The vestibular system, in most mammals, is the sensory system that provides the leading contribution to the sense of balance and spatial orientation for the purpose of coordinating movement with balance.
Eye–hand coordination (also known as hand–eye coordination) is the coordinated control of eye movement with hand movement, and the processing of visual input to guide reaching and grasping along with the use of proprioception of the hands to guide the eyes.
Balance is an ability to maintain the line of gravity (vertical line from centre of mass) of a body within the base of support with minimal postural sway. … Maintaining balance requires coordination of input from multiple sensory systems including the vestibular, somatosensory, and visual systems.
The somatosensory system is a part of the sensory nervous system. The somatosensory system is a complex system of sensory neurons and pathways that responds to changes at the surface or inside the body.
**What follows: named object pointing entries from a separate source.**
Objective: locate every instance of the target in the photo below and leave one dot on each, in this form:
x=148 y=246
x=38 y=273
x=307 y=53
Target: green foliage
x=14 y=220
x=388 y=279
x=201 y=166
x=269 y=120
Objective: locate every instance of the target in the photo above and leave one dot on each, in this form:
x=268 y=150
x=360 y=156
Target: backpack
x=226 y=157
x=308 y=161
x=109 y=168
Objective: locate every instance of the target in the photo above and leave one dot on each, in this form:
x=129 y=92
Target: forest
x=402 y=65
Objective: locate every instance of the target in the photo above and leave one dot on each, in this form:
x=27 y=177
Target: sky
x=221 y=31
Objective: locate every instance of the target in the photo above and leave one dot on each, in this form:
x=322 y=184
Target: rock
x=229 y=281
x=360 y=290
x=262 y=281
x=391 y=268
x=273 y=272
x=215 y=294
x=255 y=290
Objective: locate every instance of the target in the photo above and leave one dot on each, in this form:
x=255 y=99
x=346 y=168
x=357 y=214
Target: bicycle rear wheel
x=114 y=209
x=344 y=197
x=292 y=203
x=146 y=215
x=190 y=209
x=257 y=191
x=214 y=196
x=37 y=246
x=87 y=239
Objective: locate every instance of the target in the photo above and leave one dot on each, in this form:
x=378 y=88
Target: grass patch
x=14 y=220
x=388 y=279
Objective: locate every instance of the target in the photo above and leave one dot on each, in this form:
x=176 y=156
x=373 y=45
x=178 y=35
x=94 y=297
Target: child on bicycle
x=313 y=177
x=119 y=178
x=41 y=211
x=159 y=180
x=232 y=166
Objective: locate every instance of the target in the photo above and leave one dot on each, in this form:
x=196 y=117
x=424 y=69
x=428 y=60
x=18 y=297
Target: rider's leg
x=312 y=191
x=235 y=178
The axons (as afferent nerve fibers), of sensory neurons connect with, or respond to, various receptor cells.
Fine motor skill (or dexterity) is the coordination of small muscles, in movements—usually involving the synchronization of hands and fingers—with the eyes.
The definition of kinesthetic relates to learning through feeling such as a sense of body position, muscle movement and weight as felt through nerve endings.